In many other systems across the world, ticket validation and strict policing of fare collection with fines and even criminal charges is a way of life. These machines require little to no branding, but are clear in their purpose in the context of a society where proof-of-payment transport systems are a way of life and in the simplicity of their design.

Ticket validator in Germany on the Berlin S-Bahn (commuter rail)

With all of this said, is it worth it for the MBTA to take a more proactive and less reactive approach to all-doors-boarding, fare collection, ticket validation, and fare evasion? Absolutely. Is it a priority? Definitely not. Remember in my previous post that the cost of fare evasion to an agency is not only nearly negligible compared to total revenue collected, it is next to impossible to estimate and is a loss that, if recovered, would not be nearly enough to begin closing the growing operating budget gap caused by much more serious funding issues above the MBTA and outside of its control.

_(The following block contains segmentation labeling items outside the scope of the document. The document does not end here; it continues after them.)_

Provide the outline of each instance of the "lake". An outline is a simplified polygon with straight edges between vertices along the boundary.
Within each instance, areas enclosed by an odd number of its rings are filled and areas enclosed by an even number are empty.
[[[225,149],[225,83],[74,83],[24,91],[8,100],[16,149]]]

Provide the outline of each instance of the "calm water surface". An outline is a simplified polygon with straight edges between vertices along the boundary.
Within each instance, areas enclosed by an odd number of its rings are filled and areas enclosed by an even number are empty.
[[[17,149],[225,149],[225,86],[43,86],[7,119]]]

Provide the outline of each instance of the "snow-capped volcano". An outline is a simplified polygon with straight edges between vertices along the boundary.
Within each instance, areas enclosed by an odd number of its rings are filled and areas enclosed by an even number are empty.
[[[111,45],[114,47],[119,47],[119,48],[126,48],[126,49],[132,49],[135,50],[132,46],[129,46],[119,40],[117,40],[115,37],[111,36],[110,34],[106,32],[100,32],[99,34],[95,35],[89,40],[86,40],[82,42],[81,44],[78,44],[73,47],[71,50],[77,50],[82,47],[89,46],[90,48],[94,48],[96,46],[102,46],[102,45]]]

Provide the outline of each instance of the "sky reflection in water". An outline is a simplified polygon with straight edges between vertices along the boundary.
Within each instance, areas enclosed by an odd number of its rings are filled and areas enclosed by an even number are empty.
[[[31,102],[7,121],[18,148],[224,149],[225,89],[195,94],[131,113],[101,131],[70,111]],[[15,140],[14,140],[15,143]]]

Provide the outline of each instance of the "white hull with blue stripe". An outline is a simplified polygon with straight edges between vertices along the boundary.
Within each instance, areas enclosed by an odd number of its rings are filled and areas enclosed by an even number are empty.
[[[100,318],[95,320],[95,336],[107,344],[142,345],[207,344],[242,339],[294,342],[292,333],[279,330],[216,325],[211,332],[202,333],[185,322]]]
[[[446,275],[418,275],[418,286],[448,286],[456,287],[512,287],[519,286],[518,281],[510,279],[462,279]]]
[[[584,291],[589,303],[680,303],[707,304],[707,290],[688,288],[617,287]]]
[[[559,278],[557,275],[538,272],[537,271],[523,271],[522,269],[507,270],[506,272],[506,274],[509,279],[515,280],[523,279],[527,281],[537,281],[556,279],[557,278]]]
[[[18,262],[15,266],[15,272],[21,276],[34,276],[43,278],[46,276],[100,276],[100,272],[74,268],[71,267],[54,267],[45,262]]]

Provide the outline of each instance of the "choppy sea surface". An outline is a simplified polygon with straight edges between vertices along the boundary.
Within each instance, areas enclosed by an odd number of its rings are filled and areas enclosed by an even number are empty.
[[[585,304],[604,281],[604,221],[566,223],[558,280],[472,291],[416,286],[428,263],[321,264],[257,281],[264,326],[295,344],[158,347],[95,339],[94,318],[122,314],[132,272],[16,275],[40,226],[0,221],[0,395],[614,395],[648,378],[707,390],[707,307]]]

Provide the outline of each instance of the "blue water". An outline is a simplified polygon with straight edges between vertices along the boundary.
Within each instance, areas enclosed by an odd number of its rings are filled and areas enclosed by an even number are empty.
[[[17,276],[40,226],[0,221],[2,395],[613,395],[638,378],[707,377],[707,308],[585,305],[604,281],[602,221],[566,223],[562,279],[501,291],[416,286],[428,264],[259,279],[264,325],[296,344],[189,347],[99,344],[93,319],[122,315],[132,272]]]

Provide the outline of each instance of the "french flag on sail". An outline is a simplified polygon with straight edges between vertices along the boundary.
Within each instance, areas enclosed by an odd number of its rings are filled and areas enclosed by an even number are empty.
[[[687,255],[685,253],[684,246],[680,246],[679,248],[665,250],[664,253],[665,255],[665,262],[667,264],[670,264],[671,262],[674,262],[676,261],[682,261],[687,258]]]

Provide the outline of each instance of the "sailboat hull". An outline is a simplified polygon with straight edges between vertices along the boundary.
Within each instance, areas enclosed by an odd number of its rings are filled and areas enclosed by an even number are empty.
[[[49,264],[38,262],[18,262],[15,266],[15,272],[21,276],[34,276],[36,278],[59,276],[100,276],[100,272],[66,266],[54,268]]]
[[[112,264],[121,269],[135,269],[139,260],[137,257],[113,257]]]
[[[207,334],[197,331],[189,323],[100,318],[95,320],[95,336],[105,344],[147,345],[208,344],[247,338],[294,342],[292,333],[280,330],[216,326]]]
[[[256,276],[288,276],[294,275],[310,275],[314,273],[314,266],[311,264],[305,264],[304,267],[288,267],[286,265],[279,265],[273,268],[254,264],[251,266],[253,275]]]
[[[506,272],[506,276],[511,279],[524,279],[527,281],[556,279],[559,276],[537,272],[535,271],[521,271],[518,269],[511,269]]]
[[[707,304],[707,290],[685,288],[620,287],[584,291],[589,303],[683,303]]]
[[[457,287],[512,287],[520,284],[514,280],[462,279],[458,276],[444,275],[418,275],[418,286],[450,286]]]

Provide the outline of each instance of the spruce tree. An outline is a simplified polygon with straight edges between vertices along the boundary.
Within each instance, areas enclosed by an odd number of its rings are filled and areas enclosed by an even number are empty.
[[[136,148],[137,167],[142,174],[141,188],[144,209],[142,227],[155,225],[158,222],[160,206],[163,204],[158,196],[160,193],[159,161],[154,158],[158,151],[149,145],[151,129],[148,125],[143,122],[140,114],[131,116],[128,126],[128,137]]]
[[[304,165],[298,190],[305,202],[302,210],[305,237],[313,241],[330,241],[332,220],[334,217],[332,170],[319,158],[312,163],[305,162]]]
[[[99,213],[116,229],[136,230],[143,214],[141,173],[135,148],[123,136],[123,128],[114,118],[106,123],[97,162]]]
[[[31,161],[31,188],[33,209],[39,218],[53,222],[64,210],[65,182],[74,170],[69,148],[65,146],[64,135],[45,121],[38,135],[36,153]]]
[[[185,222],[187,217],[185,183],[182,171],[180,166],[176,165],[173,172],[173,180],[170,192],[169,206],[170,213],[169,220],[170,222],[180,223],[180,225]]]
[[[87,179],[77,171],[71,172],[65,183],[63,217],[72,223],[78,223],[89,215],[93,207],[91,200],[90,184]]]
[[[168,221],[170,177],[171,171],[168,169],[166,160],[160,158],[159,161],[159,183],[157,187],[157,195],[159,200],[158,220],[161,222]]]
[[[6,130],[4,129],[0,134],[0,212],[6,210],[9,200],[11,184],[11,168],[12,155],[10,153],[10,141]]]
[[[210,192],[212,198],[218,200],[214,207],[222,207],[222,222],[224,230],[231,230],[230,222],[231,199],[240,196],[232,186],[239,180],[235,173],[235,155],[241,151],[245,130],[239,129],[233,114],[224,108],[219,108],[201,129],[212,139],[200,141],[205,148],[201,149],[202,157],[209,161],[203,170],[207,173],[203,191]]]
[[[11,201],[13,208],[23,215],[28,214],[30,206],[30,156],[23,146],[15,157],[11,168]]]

Legislation will soon be introduced by Secretary of Transportation Davey that will hopefully address the real need for more strict penalties for fare evaders and give Inspectors and plainclothes transit PD the real power to hold accountable those who are effectively stealing a public service by evading fare collection.

Of course, there are many other times people get on without paying, including those times that drivers wave people on, whether because they need to keep to schedule or a rider has large bills and cannot reload fare at the fare box. There is also an alarming regularity with which doors are simply left open for riders to get on at terminals before the train and fare box are programmed for fare collection. These are policy issues that need to come down from the top with better management of lower-level employees.

That said, let's not lose focus of the fact that these are trivial pursuits with respect to the larger funding issues that threaten to cut bus, train, and ferry service across the region. As The Walking Bostonian notes, fare evasion quickly becomes an emotional issue that blinds people from considering the return on investment of more strict enforcement (under existing penalties and operations practice). The recovery of under $830,000 (a projection of the original $400k estimate in 1984 assessed by the MBTA as the annual loss in revenue from fare evasion, not factoring in recent record ridership) is barely enough to run most routes by themselves for a whole two months. (Other estimates place annual losses in the millions.)

The real problem is at the State House, where legislators hold the power to properly budget for necessary transport services and infrastructure, which they have not done for many, many years, despite earnest attempts to do so.